Call me Uber-Priest. Lately, I feel a bit like the part-time car service that is in competition with taxi drivers who work regular shifts. You see, I don’t have a full time parish assignment since I am officially “retired from active ministry” but, like most retired priests in our diocese, I help out whenever and wherever there is a need.
Unlike the Uber drivers who might get sneers from licensed taxi drivers, we are not in competition with clergy who are assigned to parishes. Pastors love us. We are there to help them. When parish priests need to take a day off, or go on vacation, or attend a retreat, or workshop, all those things necessary for a sane, healthy, holy and renewed priesthood, we retirees get called to celebrate Masses. The phone also rings when priests get ill, hospitalized or even when they go on extended sick leaves. If we do not cause any problems for the local priests, we get invited back.
The key to getting a high rating is to do things the way the parish does them. When asked how I want this or that at Mass, my response is, “Whatever you normally do, I will do. I am a guest here!”
The experience of being what I call “Uber Priest” is different from being assigned to a specific parish. This month alone, I have celebrated Masses in seven different churches, missions and chapels in four different parishes. This is in addition to celebrating weekly Eucharist in each of four compounds at a state prison.
Full disclosure: we are compensated when we help in parishes. The diocese sets a remuneration scale for celebrating Masses and hearing confessions, and our gas tanks are also compensated. This helps the retired priests who also receive a pension from the diocese as well as a living allowance. We also have a good health plan. The diocese takes good care of us.

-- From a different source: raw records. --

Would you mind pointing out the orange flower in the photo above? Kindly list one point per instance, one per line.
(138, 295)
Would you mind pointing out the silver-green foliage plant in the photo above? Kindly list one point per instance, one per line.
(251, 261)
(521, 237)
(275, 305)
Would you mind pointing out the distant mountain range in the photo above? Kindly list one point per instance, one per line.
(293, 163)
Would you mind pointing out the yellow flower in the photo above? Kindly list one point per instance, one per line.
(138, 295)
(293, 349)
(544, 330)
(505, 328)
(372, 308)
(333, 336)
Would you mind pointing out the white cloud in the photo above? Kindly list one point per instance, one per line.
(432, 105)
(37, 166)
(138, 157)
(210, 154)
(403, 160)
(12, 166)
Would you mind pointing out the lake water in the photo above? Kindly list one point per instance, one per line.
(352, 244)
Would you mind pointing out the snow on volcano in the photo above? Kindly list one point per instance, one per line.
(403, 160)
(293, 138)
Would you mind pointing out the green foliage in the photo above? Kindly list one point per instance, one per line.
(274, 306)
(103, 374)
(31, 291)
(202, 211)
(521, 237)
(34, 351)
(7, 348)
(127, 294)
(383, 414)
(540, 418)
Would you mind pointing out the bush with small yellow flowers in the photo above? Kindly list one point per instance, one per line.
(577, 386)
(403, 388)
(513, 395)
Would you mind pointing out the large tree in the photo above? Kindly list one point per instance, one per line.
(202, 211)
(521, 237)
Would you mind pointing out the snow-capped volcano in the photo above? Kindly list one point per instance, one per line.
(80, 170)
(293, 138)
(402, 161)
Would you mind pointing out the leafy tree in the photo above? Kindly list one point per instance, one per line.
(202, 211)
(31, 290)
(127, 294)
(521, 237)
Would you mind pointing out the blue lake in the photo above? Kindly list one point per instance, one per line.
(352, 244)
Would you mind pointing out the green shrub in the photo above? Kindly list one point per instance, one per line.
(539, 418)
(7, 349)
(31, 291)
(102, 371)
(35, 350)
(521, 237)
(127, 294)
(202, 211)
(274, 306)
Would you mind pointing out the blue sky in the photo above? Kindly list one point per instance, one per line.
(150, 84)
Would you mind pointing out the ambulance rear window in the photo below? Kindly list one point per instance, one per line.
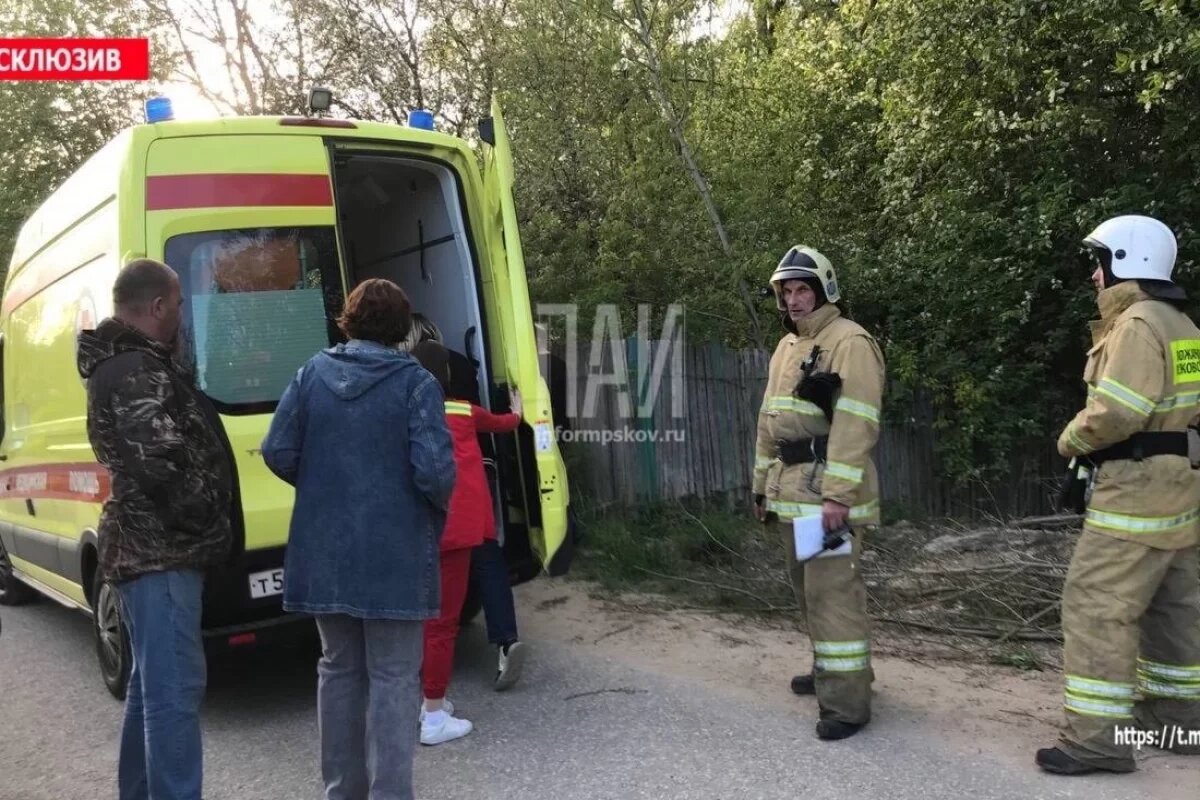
(258, 302)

There is an advantage to proclaiming God’s word to a known community. When we are preaching and can see the faces of our parishioners and know many of their stories —the joys, the hardships, the challenges, the blessings, the pains. We feel the connection of the Scriptures to real life. When I visit other parishes, I may know some of the faces and situations but, for the most part, the people in front of me are strangers.
Since we visiting priests are not “in charge,” as we listen to concerns of parishioners after Mass about the parish, we are able to smile and say, “Be sure to call the office and let the pastor know about that.”
After all, there has to be some benefit in the so-called Golden Years!
In every parish I visit, I meet the dedicated people who, along with all the other liturgical ministers, work behind the scenes as sacristans and coordinators. We Uber Priests love them. They are the ones who welcome us, direct us and help us know when gifts are presented, when collections are taken, when announcements are made — all the little things that a presiding celebrant needs to know for good liturgy without distractions and confusion.
So, if you see a retired diocesan priest visiting in your parish, he probably has a big smile on his face since it’s a joy to be able to be of service and to be part of, if only for a short period of time, your thriving parish community.
Father Aigner is in residence at St. Francis de Sales Church in Salisbury, Md.